Wednesday, February 9, 2011

They want a voice

I have been busy with personal issues the last few days: we have moved to our new home, and we love it.  Lots of work, but a happy change in our lives.

Egypt continues on with both sides trying to wear the other side down.  The old order thinks it can last it out with the protesters eventually running out of enthusiasm.  But, the forces of freedom seem to have been unleashed, and it looks to me like the protests are persisting and continue to expand, now escalating into strikes, including at the Suez canal.  Without revenues from the Suez canal and from tourism, which is way down now, the government might not be able to sustain itself.

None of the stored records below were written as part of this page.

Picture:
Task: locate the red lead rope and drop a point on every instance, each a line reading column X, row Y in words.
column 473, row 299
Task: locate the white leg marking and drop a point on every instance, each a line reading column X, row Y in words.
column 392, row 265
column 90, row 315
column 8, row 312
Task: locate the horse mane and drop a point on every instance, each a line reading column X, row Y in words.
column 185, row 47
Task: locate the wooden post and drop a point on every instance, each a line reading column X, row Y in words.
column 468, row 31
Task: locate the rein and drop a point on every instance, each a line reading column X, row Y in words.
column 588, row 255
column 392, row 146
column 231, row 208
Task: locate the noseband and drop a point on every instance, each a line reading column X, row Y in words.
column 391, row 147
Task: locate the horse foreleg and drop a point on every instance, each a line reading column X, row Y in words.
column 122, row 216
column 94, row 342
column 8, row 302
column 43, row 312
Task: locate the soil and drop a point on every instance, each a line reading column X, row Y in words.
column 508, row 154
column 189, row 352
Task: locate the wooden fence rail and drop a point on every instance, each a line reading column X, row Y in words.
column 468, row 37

I am encouraged that the revolution stands a pretty good chance of not being taken over by the Islamist extremists.  The government that follows the fall of Mubarak is almost certain to be more Muslim than the existing one, but I think that the young people who are rising up will be able to resist a new form of repression and tyranny that a radical Islamist regime would try to impose.

What the Egyptian people really seem to want is a voice, to be free to speak, and an opportunity to create a life for themselves and their children.  When the oppressed can smell a better future, the forces of freedom can become irresistible.  

I place my bet on the forces of revolution in Egypt, and I put my hopes on those same forces rejecting the potential tyrannies of fundamentalist Islamist extremists.